L’article 2 de cette loi stipule que son objet est de compléter la législation canadienne actuelle en donnant effet, dans le champ de compétence du Parlement du Canada, aux principes déjà évoqués. Cette définition pourrait être prise littéralement; dans ce cas, elle manifesterait la volonté du Parlement d’étendre l’application de la loi à tous les domaines sur lesquels la constitution lui donne autorité. Ce ne semble pas être l’objectif visé par le Parlement. L’avocat de la Commission a admis, au cours de la discussion, que la Loi est conçue pour ne s’appliquer qu’aux entreprises qui relèvent pour une raison précise de la juridiction fédérale. Cette interprétation est confirmée par l’étude des débats parlementaires qui ont précédé le vote de la loi. En présentant le projet de loi à la Chambre, le ministre de la Justice a indiqué que les provinces avaient déjà passé des lois couvrant les domaines de leur compétence. Il a bien précisé qu’il n’était pas question, en passant une loi fédérale, de remplacer et d’annuler les lois provinciales. Le ministre a notamment déclaré: Ces mesures interdisant tout acte discriminatoire s’appliquent à tous les ministères et organismes fédéraux ainsi qu’aux entreprises sous juridiction fédérale.2 Lorsqu’il aborda l’étude des dispositions garantissant le respect du principe à travail égal, salaire égal, invoqué par les demanderesses dans le cas qui nous intéresse, il a pris l’exemple d’une entreprise de camionnage exploitant à l’échelon interprovincial ou international.3 Au cours du débat, personne n’a suggéré de donner à la loi un champ d’application plus vaste que celui défini par le ministre. Nous pensons donc que la Loi canadienne sur les droits de la personne ne vise nullement à supplanter les lois provinciales existant en ce domaine, mais qu’elle cherche à couvrir certains secteurs qu’elles ont passés sous silence. Ce faisant, le Parlement exerce son droit constitutionnel de faire des lois pour la paix, l’ordre et le bon gouvernement du Canada dans les domaines qui ne ressortissent pas expressément aux gouvernements provinciaux, sans pour autant prétendre posséder le droit exclusif de légiférer en matière de droits de la personne en vertu de la disposition susmentionnée ou de tout autre de l’Acte de l’Amérique du Nord britannique.

Nous savons pertinemment que les interprétations classiques de la portée des lois font généralement peu cas des débats parlementaires pour étayer leur analyse. A notre avis, nous sommes autorisés à y avoir recours par l’alinéa 40( 3) c) qui stipule que le tribunal a le pouvoir & e recevoir des éléments de preuve ou des renseignements... par tout autre moyen qu’il estime indiqué, indépendamment de leur admissibilité devant un tribunal judiciaire. Le compte rendu des débats de la Chambre entre pour nous dans la catégorie des renseignements que nous sommes en droit de consulter. Même si nous n’avions pas été autorisés à le faire, notre interprétation de la portée de la loi aurait été la même. Il serait étonnant que le Parlement ait voulu annexer un domaine important qui ressortissait précédemment aux provinces sans qu’il ait exprimé clairement ou implicitement son intention.
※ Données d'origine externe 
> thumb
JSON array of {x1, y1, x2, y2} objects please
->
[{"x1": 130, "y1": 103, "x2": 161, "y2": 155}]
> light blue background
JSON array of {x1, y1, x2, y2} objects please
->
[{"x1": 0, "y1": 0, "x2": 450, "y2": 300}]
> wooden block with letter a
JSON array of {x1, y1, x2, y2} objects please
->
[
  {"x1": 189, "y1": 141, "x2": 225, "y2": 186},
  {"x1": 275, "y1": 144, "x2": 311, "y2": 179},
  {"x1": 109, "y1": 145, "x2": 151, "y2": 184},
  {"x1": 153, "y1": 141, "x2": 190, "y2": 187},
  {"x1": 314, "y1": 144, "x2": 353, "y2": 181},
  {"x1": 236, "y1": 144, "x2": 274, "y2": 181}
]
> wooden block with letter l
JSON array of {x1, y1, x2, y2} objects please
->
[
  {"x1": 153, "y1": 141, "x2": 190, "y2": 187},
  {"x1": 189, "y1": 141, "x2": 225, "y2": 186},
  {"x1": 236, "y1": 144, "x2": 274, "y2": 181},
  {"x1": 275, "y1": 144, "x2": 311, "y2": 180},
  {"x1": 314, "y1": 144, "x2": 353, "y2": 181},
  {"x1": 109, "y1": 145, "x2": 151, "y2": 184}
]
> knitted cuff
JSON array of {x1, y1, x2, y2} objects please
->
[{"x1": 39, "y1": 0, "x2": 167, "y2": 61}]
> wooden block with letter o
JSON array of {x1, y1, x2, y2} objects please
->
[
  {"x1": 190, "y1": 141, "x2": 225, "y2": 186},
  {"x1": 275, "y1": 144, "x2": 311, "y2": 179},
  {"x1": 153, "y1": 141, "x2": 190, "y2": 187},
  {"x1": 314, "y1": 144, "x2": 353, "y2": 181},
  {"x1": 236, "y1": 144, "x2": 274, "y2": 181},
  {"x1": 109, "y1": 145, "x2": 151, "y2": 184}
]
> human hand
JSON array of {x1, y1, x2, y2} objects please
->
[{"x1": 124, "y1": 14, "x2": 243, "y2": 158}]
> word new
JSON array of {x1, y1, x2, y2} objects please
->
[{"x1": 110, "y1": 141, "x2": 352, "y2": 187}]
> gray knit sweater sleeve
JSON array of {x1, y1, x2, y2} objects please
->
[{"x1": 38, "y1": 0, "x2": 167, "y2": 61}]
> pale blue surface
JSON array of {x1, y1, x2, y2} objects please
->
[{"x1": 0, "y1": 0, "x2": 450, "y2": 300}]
Il ne suffit pas d’affirmer que la Loi canadienne sur les droits de la personne s’applique, comme l’a déclaré le ministre, aux entreprises sous juridiction fédérale, pour éliminer ipso facto l’accusation d’incompétence de la Commission formulée par le défendeur. C’est à peine si l’on a effleuré la question. En réalité, toute entreprise relève, pour une raison ou pour une autre, de la juridiction fédérale, ne serait- ce qu’en matière de loi criminelle. Il s’agit plus précisément ici de savoir si l’entreprise du défendeur ressortit à la juridiction fédérale aux termes de la Loi canadienne sur les droits de la personne.

FONDEMENTS DE LA COMPÉTENCE FÉDÉRALE

Nous avons déjà écarté l’applicabilité du pouvoir fédéral en matière de loi criminelle et de tout pouvoir dont le Parlement serait investi qui l’autoriserait à invoquer la dimension nationale pour exercer son droit de faire des lois pour la paix, l’ordre et le bon gouvernement du Canada et à supplanter ainsi la juridiction provinciale en matière de droits de la personne. Il reste donc deux fondements possibles de la compétence fédérale. D’une part, le pouvoir de faire des lois pour la paix, l’ordre et le bon gouvernement du Canada, qui est un résidu du pouvoir législatif conféré au Parlement fédéral par l’Acte de l’Amérique du Nord britannique, mettrait les questions de droits de la personne touchant des entreprises qui ne relèvent pas des lois provinciales, sous la juridiction du Parlement du Canada. D’autre part, ce dernier pourrait voter des lois sur les droits de la personne qui découleraient naturellement de l’exercice de ses pouvoirs dans les domaines énumérés à l’article 91 de l’Acte de l’Amérique du Nord britannique. Nous devons d’abord nous demander si l’entreprise du défendeur est régie par la Human Rights Act de l’Ontario. Si la réponse à cette question est négative, nous serons obligés de conclure qu’elle est assujettie à la loi fédérale. Dans le cas contraire, nous devrons alors nous demander si le Parlement du Canada a, en vertu de sa compétence sur certaines activités du défendeur, le droit de ne pas faire cas des dispositions de la législation provinciale ou d’en ajouter d’autres.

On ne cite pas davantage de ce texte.